While Grace goes to great lengths to cite this story as evidence of his belief that the Bible condemns gay people, he leaves out the only definitive text on this story, which is found in the book of Ezekiel, where the prophet states, “This was the guilt of your sister Sodom; she and her daughters had pride, excess of food, and prosperous ease, but did not aid the poor and needy” (Eze 16:49).
It appears that those who argue a literalist, black-and-white approach to such a difficult and nuanced issue are just as guilty of reading their biases and prejudices into the text as anyone else. Just because there is a long history of others misreading this text does not make it an acceptable practice.
As a proud member of a Disciples congregation, I am troubled that we have not yet allowed openly gay and lesbian members to become ordained. If we truly want to honor the teachings and example of Christ, there really isn’t an issue.

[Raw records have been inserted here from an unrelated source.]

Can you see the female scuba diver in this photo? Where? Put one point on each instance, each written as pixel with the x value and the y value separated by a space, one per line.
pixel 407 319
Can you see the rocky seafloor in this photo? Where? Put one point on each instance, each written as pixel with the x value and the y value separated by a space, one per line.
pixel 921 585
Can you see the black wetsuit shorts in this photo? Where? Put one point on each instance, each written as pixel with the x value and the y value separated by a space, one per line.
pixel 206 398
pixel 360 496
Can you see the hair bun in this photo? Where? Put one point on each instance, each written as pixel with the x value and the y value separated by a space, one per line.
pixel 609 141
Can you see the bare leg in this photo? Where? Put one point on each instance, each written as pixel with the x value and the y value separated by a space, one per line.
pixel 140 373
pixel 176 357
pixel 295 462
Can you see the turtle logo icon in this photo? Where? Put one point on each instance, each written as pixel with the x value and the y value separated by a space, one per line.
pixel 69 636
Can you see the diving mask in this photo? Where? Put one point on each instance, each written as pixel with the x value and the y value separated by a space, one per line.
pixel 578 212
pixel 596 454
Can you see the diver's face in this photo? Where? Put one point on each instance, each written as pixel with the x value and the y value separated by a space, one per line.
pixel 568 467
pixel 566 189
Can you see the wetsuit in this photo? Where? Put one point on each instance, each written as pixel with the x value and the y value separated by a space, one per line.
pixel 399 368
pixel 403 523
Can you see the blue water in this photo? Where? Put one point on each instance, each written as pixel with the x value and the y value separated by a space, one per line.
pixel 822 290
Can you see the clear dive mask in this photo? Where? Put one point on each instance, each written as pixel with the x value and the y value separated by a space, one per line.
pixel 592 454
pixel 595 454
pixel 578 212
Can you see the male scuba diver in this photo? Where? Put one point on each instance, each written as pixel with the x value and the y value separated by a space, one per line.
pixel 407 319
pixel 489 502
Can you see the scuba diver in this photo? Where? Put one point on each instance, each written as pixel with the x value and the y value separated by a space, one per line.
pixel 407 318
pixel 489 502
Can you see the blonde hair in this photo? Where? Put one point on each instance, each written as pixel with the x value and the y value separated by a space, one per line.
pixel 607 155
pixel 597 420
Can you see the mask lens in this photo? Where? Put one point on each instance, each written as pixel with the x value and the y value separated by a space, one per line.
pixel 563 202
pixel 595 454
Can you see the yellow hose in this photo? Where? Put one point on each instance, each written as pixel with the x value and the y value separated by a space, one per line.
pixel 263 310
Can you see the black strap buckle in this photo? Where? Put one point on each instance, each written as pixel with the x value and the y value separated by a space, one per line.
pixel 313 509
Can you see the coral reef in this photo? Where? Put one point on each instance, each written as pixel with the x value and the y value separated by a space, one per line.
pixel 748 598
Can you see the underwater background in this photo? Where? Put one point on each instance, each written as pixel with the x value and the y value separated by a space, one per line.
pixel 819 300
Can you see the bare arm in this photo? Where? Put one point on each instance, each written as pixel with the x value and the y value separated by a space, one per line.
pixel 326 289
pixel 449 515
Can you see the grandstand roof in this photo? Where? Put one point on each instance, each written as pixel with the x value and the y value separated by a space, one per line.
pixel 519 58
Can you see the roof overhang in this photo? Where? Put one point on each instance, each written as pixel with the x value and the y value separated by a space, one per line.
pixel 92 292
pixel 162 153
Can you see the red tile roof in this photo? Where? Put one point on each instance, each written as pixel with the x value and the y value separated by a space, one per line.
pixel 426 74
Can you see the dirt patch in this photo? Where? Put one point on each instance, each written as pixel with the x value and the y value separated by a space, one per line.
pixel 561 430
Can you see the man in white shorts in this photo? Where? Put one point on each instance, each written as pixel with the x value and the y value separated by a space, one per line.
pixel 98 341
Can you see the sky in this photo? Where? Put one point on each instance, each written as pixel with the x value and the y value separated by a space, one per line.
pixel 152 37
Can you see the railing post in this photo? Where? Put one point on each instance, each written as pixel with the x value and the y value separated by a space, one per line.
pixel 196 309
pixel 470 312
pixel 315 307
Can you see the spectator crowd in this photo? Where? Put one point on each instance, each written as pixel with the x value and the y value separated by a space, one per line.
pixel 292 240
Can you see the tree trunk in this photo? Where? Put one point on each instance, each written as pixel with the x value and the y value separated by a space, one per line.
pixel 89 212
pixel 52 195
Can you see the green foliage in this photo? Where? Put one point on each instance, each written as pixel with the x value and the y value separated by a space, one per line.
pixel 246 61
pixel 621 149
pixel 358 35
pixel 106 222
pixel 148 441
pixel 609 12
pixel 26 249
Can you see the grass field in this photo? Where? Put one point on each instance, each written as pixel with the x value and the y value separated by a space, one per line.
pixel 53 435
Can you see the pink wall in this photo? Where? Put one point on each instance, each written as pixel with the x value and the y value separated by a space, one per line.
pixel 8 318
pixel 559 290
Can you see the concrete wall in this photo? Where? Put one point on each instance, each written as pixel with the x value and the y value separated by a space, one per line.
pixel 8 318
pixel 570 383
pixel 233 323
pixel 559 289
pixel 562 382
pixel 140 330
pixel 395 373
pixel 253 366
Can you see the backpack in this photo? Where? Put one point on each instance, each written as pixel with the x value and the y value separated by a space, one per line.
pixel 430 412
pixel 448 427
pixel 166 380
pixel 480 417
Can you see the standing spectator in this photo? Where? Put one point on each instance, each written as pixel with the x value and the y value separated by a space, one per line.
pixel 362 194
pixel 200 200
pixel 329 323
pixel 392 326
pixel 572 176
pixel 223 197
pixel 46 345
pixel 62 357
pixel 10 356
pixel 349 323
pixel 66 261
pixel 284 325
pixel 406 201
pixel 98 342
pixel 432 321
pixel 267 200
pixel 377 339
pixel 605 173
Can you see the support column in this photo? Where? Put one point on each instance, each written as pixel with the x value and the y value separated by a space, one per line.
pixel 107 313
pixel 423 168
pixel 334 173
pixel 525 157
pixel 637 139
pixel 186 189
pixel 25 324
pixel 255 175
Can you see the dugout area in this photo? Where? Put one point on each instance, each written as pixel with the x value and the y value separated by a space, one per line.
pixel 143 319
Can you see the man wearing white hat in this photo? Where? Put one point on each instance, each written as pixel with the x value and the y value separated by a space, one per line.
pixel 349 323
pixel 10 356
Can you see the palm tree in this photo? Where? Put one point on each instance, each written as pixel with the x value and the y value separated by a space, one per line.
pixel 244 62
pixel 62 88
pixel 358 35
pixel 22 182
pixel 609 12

Jesus would be first in line to cast a vote for allowing all who wish to preach his message to be so allowed.
God put us here to give and receive love. Not allowing members of our church to use their spiritual gifts would be a real shame. I pray that our church will do the right thing.
I would no more ordain a practicing gay or lesbian person than I would a practicing child molester, drunk, thief, or adulterer. Why would you ordain someone who is not going to inherit the kingdom of God (1 Cor 6:9–11)? Does God not give up people who practice dishonorable passions (Rom 1:26–27)? Are not teachers to be judged more strictly (Jam 3:1)?
Has something changed since Leviticus 18:22? Does Christ teach us to love sin? I thought we were supposed to love the sinner, but not the sin.
How is legitimizing a sexual perversion that’s an abomination to God a form of love?
I think the church should ordain openly gay men and lesbians.
It is our shame and embarrassment that we see our seminary graduates sent to other regions to be ordained.
A tribute to Mr. Sam
The Christian Church has lost a poet and a treasure in Samuel F. Pugh, who passed away peacefully in his sleep on Dec. 23, 2007, at the age of 103 (Jan/Feb).
In 1996, I began a search for his writings. I had read his poems in early issues of World Call and they left a lasting impression on me. Robert Friedly (then editor of The Disciple) gave me information about how to contact him.
As a result, I received a large envelope from Sam with about a dozen of his poems. I read them all and wept a little.
As a result of that first contact, I called him and asked to meet him in person. My husband and daughter accompanied me on two visits to see Sam at Robin Run (Retirement Village in Indianapolis). He took us to see the daycare center, Robin’s Nest, where he loved the children and read to them on a regular basis.
Our lives were enriched for having known Sam Pugh. There will never be another like him.